Cerco a la última pena
En pocos días, el Tribunal Supremo estadounidense, que llevaba años sin pronunciarse en torno a la pena de muerte, ha hecho públicos dos fallos importantes. Uno declara inconstitucional la ejecución de retrasados mentales; el otro obliga a que las sentencias capitales sean impuestas por jurados, no por jueces, como ocurre en diferentes grados hasta en nueve Estados de la Unión. El alcance de esta última decisión puede afectar a 800 condenados que esperan en el corredor de la muerte y que verían su sentencia conmutada por la de cadena perpetua o repetido su juicio.
Ambos fallos, que anulan pronunciamientos previos de la máxima instancia judicial, pueden parecer limitados, pero representan el asalto más importante en 30 años contra la pena capital por parte de los nueve jueces de la máxima instancia jurisdiccional de Estados Unidos. No se trata de que los integrantes del Supremo estadounidense -una institucion mayoritariamente conservadora pese a sus incrustaciones liberales- se estén convirtiendo al abolicionismo. Pero la cercanía de ambas sentencias y su inequívoco sentido evidencian que funciona la estrategia posibilista de quienes en EE UU se oponen cada vez con más ahínco a la pena capital.
Antes que atacar los fundamentos últimos de un castigo bárbaro que todavía apoyan casi dos tercios de los ciudadanos, los abolicionistas están socavando lentamente algunos de sus flancos más chirriantes. Su próximo objetivo declarado es impedir que se ejecute a convictos que eran menores de edad cuando cometieron los hechos que provocaron su condena.
La percepción social de la pena de muerte está variando claramente en EE UU durante los últimos años, y lo mismo sucede con su correlato judicial. El año pasado, pese a que sumaron 66, cayó bruscamente el número de ejecuciones; el anterior habían sido 85 y en 1999 fueron ajusticiadas 98 personas. La aceptación popular de este castigo irreversible ha caído a poco más del 60% desde su apogeo de un 80% a mitad de los años noventa. Más que considerar si las ejecuciones son defendibles en sí mismas, los estadounidenses comienzan a reflexionar sobre si se puede garantizar su justicia o su equidad. Y la respuesta obvia es no en un país donde todos los estudios revelan que un ciudadano blanco y con medios económicos tiene muchas menos probabilidades de llegar al corredor de la muerte, aun en casos de culpabilidad probada, que sus compatriotas de color y escasos recursos. Se trata del país, no conviene olvidarlo, donde su actual presidente autorizó casi 200 ejecuciones como gobernador de Tejas.
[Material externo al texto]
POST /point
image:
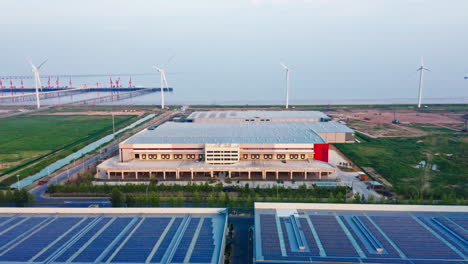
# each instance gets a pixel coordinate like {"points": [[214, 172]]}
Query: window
{"points": [[280, 156]]}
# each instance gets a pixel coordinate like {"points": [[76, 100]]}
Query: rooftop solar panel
{"points": [[347, 236], [113, 238]]}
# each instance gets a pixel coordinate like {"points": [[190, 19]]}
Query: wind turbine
{"points": [[421, 78], [162, 76], [37, 80], [287, 84]]}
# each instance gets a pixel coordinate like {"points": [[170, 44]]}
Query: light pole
{"points": [[17, 185], [147, 193], [113, 125]]}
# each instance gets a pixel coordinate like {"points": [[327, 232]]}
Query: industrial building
{"points": [[112, 235], [257, 116], [238, 150], [357, 233]]}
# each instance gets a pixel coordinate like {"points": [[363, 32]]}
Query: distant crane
{"points": [[162, 76], [421, 77], [37, 81], [287, 84]]}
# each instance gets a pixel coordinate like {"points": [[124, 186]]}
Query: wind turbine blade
{"points": [[32, 65], [40, 65], [168, 61]]}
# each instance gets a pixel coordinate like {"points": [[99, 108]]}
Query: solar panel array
{"points": [[357, 237], [108, 239]]}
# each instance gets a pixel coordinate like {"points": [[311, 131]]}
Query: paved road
{"points": [[40, 190], [241, 250]]}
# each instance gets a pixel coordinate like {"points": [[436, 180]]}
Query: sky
{"points": [[230, 51]]}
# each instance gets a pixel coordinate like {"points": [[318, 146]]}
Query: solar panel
{"points": [[110, 238], [33, 244], [354, 237], [100, 243], [328, 230], [141, 242], [204, 247], [421, 243]]}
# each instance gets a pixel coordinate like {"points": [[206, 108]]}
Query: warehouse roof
{"points": [[256, 114], [229, 132], [112, 235], [329, 127], [346, 233]]}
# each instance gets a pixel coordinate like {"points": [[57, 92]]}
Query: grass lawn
{"points": [[26, 137], [394, 159]]}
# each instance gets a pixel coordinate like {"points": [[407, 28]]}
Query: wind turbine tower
{"points": [[421, 80], [162, 76], [287, 84], [37, 81]]}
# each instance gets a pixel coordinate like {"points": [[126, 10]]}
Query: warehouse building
{"points": [[257, 116], [242, 151], [112, 235], [360, 233], [270, 150]]}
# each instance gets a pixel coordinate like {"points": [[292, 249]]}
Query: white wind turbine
{"points": [[421, 79], [287, 84], [162, 76], [37, 81]]}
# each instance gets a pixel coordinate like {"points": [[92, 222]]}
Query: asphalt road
{"points": [[241, 251], [39, 190]]}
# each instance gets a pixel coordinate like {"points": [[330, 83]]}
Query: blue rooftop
{"points": [[111, 238], [229, 133], [298, 234]]}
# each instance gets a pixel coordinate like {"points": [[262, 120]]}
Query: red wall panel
{"points": [[321, 152]]}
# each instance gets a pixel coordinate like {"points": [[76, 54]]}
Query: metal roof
{"points": [[257, 114], [229, 132], [329, 127], [347, 233], [112, 237]]}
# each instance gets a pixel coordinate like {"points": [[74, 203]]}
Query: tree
{"points": [[22, 197], [357, 198], [117, 198], [196, 198], [180, 199], [211, 200]]}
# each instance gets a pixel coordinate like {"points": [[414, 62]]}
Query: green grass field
{"points": [[394, 159], [26, 137]]}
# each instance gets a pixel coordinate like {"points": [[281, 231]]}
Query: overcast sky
{"points": [[342, 49]]}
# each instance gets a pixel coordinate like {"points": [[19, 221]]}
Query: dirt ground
{"points": [[378, 123]]}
Pero la clase social y la raza no son las únicas disfunciones lacerantes del sistema. Suman ya un centenar en pocos años los condenados por asesinato que han cambiado su cita inminente con el verdugo por la libertad, al comprobarse in extremis su inocencia mediante pruebas de ADN, cuya obligatoriedad debate ahora el Congreso. Y hace un par de meses que una comisión de expertos nombrada en Illinois publicó las devastadoras conclusiones de su estudio, en el que se daban hasta 85 argumentos para mejorar un engranaje procesal que cada vez convence menos: casi el 95% de los ciudadanos cree que muchos de los condenados a muerte pueden ser inocentes. Varios de los 38 Estados que todavía mantienen el castigo último en su arsenal penal han suspendido su aplicación y las encuestas muestran que la mayoría apoya una moratoria mientras se revisa a fondo el sistema.
Está por verse si los recientes pronunciamientos del Supremo desbrozan definitivamente el camino a la abolición o son ajustes coyunturales para eliminar algunas de las adherencias más aberrantes de la pena de muerte. En cualquier caso, las decisiones tienen la virtud de catapultar el debate al máximo nivel en un país que, a la vez que referente político y social para otros muchos, soporta el baldón de mantener un castigo degradante y anacrónico, abolido y condenado prácticamente por todos sus socios democráticos.